One of the main challenges in integrating this component in maternal-fetal clinical practice guidelines is the variability and complexity of values and patient preferences in this clinical context. This makes it difficult to align them uniformly with the recommendations. In addition, local applicability and resource availability also play a key role, as differences between clinical settings and limited access to adequate resources can make it difficult to adapt guidelines to all clinical situations effectively.

In addition, the manuscript notes that organizations with government support tended to score higher in this domain because of their greater ability to perform more comprehensive methodological steps and have greater resources, allowing them to improve the quality of their guidelines. In contrast, recommendations from professional or specialized societies obtained lower scores, reflecting how the lack of financial and methodological resources can influence the quality of guidelines.
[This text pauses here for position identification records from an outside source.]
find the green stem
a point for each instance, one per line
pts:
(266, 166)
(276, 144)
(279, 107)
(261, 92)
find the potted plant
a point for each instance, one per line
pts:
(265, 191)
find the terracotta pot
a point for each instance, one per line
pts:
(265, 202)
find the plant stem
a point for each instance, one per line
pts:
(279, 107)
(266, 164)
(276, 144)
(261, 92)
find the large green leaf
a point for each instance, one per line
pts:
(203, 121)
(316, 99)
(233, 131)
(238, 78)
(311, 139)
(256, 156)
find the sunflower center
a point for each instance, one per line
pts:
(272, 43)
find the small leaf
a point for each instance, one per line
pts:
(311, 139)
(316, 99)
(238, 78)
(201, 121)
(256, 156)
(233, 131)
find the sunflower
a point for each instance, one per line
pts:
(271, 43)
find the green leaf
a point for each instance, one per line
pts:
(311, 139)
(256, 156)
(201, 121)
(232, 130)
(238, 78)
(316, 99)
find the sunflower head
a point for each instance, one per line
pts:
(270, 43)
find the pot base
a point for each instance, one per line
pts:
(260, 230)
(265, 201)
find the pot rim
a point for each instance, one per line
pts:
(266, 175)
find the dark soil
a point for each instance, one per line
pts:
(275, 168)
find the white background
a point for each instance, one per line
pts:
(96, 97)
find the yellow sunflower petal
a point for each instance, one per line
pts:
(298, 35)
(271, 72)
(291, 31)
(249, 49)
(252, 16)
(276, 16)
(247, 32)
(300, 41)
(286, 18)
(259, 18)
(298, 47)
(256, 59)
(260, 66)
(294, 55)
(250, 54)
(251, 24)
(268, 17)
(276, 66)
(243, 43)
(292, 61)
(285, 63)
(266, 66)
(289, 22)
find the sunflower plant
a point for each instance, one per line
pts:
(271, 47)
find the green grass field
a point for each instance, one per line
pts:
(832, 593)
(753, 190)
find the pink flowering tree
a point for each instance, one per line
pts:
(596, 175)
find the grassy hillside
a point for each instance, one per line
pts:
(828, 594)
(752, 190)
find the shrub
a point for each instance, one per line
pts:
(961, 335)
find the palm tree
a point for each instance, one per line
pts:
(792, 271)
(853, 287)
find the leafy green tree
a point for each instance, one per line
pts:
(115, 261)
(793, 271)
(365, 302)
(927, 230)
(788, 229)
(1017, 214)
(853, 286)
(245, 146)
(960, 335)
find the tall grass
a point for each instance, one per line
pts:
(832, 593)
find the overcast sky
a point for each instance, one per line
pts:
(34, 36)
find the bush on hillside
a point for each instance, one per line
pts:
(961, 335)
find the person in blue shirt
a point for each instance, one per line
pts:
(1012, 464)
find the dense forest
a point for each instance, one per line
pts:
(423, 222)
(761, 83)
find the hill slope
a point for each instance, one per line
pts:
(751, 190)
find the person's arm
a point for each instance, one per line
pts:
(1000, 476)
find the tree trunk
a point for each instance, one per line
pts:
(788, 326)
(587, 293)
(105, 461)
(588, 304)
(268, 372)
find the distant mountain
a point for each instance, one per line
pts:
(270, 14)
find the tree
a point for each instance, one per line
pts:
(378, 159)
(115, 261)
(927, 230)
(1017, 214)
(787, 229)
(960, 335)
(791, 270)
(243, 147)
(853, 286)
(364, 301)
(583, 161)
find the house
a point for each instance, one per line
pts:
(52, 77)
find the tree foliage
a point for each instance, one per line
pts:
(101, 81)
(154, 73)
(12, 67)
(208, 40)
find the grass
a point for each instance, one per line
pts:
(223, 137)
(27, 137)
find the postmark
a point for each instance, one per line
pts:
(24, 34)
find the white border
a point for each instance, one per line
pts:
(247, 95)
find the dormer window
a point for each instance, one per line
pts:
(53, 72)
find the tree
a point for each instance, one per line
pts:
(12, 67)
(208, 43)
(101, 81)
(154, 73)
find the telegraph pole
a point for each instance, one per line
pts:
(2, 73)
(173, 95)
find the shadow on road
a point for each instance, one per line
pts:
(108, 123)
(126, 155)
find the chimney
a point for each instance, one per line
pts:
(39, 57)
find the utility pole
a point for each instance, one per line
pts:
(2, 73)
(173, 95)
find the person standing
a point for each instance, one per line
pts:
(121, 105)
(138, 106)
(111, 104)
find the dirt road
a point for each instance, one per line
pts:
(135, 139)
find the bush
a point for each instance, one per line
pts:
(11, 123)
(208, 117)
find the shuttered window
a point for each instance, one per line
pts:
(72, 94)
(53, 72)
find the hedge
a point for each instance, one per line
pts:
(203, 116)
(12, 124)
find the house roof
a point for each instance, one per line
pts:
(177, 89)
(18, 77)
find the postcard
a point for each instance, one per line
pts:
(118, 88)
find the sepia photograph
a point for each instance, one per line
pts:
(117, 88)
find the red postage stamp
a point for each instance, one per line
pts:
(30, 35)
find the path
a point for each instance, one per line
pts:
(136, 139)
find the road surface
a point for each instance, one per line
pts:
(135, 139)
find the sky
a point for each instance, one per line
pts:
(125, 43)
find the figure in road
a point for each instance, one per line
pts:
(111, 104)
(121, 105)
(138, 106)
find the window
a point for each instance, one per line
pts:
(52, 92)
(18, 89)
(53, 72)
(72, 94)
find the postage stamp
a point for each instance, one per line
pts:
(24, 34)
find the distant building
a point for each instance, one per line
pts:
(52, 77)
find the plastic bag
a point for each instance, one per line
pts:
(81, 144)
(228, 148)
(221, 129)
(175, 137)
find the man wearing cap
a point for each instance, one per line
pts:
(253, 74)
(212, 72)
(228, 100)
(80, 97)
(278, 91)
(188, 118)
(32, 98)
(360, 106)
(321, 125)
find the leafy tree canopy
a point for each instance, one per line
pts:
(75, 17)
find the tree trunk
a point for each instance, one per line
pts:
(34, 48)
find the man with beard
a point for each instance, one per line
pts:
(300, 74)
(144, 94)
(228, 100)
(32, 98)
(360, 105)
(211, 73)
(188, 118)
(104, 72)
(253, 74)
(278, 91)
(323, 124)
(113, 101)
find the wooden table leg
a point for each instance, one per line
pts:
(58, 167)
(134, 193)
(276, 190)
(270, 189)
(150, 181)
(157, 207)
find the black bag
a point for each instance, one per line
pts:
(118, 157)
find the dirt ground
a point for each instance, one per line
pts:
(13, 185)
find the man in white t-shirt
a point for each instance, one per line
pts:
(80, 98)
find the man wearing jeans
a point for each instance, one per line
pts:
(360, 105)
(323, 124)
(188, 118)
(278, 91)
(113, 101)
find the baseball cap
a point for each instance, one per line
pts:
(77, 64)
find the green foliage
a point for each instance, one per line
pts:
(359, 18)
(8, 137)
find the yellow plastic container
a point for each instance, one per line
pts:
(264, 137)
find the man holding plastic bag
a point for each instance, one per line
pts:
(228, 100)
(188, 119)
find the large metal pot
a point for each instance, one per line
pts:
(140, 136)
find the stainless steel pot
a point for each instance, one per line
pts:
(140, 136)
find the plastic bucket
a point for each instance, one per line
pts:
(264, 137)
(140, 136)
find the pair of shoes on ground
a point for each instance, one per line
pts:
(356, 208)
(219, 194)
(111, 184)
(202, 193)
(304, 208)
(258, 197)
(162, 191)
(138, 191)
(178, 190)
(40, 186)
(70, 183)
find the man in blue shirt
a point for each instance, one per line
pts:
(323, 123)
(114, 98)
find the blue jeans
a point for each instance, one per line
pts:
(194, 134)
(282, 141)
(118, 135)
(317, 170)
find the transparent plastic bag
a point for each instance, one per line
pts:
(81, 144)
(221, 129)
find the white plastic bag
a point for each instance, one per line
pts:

This aspect is related to the research by Florez et al. [18], which also shows differences in the quality of guidelines according to the type of organization producing them.

Conclusions

Evidence-informed guidelines are fundamental resources for improving clinical practice and public health due to the rigor in their elaboration process. This study emphasizes the importance of improving the quality of maternal-fetal clinical practice guidelines developed by governmental organizations and institutions. It also highlights the need to continue with efforts to adapt or create clinical practice guidelines with GRADE methodology in different countries and evaluate their implementation. With this, it is possible to replicate documents that positively impact health indicators at a global level.

The drive towards evidence-based healthcare is a fundamental pillar for improving the quality and effectiveness of care. However, translating these guidelines into practical interventions at the local level represents one of the greatest challenges. The ability to adapt the guidelines to specific contexts, taking into account socioeconomic and cultural realities, is crucial to ensure their acceptance and effectiveness in clinical practice19.

Concerning maternal-fetal care, it is essential to highlight the need for greater inclusion and consideration of local values and preferences in developing guidelines. The production and adoption of quality clinical practice guidelines is a global challenge. There is an urgent need for broader cooperation and sharing of best practices between countries and organizations to improve the quality of care and reduce disparities in maternal-fetal health worldwide.

Regarding future lines of research, a more comprehensive review could consider other aspects of health care in low-income countries, such as child health, obstetric care in general, infectious diseases, and public health interventions. To obtain a more complete picture of the situation, future research could broaden the focus to encompass a wider range of medical issues and practices. This would identify areas for improvement in health care and promote greater impact on overall health.